A l’instar des files et des piles, les files de priorité sont des structures permettant d’ajouter ou de retirer des éléments selon une certaine règle. Quand on retire un élément d’une file ou d’une pile, l’élément renvoyé dépend de sa date d’insertion dans la structure. Comme on l’a vu précédemment, ce qui différencie file et pile est la fonction d’insertion (à la fin ou au début de la liste). En revanche, la fonction d’extraction est identique (prendre la tête de liste).

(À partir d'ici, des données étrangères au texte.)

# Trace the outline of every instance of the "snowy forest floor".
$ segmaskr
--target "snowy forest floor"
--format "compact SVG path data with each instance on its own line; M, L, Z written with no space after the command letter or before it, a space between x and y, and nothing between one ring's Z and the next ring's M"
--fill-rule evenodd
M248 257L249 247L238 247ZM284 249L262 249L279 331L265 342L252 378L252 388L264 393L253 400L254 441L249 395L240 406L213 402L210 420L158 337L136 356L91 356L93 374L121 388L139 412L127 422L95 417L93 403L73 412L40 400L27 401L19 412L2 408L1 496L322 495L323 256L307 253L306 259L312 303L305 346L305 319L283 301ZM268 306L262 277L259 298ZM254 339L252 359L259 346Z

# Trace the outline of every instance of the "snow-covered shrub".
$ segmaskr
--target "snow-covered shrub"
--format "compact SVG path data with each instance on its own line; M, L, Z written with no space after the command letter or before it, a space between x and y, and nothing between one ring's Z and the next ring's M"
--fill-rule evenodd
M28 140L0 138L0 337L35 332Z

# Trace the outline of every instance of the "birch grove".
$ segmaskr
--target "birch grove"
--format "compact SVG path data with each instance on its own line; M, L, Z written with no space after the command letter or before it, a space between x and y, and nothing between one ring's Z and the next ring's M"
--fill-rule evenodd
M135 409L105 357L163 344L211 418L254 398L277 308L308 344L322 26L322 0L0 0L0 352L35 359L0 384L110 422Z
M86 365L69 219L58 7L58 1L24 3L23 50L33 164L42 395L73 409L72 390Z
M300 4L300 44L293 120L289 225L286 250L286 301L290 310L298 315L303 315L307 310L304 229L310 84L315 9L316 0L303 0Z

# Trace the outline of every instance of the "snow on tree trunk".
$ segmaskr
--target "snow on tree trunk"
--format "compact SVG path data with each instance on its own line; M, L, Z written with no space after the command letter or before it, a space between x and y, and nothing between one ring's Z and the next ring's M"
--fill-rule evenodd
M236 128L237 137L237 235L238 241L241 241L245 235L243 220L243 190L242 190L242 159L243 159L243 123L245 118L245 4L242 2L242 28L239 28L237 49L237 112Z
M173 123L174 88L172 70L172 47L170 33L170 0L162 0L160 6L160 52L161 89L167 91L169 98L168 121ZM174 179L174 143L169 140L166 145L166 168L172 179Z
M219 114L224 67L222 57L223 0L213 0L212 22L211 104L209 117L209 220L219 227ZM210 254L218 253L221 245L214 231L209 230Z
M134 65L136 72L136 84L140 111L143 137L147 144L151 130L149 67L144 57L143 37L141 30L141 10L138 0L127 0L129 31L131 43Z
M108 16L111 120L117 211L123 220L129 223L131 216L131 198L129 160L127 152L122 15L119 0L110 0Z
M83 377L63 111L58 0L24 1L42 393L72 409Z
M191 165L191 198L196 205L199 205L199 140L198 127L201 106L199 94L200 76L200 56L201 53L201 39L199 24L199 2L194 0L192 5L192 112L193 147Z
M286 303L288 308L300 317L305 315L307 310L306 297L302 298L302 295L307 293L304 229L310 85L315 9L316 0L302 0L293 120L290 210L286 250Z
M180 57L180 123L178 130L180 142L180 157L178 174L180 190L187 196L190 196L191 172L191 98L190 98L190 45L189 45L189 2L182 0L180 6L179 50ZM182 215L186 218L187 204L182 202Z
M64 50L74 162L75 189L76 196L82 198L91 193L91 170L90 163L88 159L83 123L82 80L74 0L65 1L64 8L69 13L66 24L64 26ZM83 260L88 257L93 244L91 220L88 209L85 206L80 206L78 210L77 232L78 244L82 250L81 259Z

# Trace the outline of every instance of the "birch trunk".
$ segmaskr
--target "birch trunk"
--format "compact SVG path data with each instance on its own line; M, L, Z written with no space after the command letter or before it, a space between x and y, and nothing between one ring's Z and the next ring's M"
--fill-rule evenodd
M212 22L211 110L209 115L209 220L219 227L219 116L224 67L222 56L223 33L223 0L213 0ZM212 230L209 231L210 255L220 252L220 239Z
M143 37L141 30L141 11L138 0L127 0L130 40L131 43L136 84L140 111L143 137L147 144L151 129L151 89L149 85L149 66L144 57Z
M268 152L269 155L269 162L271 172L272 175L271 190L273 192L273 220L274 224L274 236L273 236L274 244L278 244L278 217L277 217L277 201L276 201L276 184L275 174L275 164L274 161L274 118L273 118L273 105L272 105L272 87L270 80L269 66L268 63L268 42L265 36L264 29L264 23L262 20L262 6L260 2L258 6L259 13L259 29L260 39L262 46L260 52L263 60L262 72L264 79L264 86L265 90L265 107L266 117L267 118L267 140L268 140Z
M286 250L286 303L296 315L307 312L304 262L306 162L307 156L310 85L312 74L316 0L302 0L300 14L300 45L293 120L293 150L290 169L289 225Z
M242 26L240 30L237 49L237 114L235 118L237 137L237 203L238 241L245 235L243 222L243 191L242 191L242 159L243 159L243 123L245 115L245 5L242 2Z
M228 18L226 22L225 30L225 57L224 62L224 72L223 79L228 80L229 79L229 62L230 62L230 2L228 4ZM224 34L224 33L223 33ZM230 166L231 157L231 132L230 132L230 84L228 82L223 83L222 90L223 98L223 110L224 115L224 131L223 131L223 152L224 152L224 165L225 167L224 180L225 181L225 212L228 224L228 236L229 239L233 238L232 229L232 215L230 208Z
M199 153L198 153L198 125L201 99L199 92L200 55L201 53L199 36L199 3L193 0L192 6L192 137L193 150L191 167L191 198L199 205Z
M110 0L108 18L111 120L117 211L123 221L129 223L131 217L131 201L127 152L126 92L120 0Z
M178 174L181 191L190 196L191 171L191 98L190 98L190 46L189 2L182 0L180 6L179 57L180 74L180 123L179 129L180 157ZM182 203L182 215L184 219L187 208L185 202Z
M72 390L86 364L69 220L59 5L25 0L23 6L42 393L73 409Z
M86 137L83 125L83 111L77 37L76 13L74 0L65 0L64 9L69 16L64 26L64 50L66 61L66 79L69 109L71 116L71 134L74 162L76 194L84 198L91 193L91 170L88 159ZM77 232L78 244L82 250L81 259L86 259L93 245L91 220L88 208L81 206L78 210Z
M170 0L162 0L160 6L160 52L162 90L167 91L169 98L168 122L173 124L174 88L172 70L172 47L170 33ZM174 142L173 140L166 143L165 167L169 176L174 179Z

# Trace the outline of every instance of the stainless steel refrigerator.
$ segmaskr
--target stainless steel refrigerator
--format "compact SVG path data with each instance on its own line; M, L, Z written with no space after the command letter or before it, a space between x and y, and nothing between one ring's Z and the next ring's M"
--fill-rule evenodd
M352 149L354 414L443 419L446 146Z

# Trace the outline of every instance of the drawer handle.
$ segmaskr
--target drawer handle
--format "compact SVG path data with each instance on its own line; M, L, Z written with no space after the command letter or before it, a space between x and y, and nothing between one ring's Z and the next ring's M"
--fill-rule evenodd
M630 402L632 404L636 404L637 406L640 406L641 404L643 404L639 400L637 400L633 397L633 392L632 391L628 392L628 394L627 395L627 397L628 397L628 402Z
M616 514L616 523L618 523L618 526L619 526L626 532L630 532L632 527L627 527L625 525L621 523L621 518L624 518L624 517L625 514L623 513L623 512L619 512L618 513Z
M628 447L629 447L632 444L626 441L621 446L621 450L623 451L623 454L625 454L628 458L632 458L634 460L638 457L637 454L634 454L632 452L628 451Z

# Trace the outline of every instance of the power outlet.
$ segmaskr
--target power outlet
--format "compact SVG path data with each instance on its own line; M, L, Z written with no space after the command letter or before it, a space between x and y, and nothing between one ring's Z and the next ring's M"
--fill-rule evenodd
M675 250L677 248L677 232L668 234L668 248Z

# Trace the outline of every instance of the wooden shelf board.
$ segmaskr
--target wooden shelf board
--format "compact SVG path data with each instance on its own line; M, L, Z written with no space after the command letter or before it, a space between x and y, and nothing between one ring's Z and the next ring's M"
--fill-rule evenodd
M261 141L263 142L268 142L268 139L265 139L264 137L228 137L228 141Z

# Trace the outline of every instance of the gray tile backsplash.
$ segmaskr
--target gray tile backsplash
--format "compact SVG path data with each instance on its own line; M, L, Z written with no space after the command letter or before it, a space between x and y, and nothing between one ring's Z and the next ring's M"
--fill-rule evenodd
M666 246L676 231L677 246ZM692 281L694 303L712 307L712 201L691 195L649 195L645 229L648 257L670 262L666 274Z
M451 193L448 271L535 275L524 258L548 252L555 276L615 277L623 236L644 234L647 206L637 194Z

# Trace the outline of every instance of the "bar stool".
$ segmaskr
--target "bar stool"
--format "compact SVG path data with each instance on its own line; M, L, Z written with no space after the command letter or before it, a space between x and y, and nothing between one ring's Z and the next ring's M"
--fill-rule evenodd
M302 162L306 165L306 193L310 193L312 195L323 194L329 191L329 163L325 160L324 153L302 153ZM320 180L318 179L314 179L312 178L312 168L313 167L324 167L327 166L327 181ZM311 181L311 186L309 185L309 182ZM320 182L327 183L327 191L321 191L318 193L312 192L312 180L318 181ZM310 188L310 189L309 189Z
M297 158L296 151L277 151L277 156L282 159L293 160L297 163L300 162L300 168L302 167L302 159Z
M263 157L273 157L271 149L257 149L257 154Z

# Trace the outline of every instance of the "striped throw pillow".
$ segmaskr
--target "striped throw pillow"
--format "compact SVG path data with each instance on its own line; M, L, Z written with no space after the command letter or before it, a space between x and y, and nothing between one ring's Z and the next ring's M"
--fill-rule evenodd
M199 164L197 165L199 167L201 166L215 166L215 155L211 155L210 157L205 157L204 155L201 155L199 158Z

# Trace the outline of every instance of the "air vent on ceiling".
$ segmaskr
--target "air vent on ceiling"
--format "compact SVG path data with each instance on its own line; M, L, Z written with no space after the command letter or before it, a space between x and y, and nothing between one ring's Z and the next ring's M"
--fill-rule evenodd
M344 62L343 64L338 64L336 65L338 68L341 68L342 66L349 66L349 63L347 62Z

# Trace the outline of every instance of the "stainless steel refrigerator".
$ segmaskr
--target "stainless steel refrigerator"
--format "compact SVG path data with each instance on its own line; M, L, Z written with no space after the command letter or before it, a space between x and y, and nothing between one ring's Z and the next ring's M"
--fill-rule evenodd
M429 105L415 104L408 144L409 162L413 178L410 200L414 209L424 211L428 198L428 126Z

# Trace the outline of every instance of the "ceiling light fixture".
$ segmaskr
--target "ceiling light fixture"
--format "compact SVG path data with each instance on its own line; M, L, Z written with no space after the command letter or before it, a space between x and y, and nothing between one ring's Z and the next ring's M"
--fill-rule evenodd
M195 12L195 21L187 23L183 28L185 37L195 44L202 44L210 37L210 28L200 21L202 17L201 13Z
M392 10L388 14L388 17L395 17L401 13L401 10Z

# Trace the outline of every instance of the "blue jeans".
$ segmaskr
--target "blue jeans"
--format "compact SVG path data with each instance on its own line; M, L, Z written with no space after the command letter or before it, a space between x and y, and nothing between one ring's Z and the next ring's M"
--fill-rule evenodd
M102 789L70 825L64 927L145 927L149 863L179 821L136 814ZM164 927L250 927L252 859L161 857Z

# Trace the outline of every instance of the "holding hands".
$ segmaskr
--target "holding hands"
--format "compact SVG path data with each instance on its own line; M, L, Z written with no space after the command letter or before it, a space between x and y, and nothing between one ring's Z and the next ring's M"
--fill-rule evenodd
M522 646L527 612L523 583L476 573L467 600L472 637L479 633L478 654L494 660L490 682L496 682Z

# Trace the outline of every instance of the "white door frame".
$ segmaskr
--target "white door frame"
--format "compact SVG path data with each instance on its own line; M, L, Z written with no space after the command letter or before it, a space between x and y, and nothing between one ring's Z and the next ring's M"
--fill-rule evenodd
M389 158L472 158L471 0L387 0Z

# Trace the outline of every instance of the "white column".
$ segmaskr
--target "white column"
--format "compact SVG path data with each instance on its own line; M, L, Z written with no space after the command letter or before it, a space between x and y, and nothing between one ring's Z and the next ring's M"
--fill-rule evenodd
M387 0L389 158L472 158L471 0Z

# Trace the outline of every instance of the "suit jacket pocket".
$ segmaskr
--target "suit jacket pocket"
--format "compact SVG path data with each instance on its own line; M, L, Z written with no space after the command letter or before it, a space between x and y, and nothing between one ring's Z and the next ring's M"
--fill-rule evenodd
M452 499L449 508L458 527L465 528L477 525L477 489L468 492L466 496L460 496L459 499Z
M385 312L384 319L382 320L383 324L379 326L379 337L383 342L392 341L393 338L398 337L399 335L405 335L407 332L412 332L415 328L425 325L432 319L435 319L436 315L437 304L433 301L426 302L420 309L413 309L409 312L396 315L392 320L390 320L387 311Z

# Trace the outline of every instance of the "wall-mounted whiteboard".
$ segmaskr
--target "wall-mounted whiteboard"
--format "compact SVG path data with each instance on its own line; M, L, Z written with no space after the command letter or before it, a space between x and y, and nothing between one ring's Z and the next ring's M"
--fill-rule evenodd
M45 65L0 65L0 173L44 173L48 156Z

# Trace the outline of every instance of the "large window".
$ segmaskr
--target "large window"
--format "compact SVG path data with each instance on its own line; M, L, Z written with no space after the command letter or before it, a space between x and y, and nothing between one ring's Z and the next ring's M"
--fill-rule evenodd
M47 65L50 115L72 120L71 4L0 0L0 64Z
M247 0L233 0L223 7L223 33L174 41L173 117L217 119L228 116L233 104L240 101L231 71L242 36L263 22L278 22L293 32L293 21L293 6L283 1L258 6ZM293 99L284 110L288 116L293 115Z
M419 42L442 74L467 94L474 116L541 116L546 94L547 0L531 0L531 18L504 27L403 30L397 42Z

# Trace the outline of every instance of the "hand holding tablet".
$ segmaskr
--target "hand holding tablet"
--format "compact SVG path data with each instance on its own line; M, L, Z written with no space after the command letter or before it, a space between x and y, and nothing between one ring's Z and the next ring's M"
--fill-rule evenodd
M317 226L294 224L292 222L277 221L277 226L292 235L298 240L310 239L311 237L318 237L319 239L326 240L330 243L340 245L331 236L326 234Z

Maintenant, imaginons une structure de données S munie d’une fonction in ajoutant un élément à S en lui associant un entier (qu’on appellera étiquette), et une fonction out renvoyant l’élément de S d’étiquette maximum. On a les résultats suivants :

  • Si in est une fonction qui associe à chaque élément inséré une étiquette dont la valeur augmente avec le temps, alors la structure S munie des fonctions in et out est une pile. En effet, comme le dernier élément ajouté a une étiquette plus haute que les autres, c’est celui qui sera choisi par la fonction out.
  • Si in est une fonction qui associe à chaque élément inséré une étiquette dont la valeur diminue avec le temps, alors la structure S munie des fonctions in et out est une file. Ici aussi, la fonction out cherchera à retirer l’élément d’étiquette la plus haute, qui dans ce cas sera le plus ancien.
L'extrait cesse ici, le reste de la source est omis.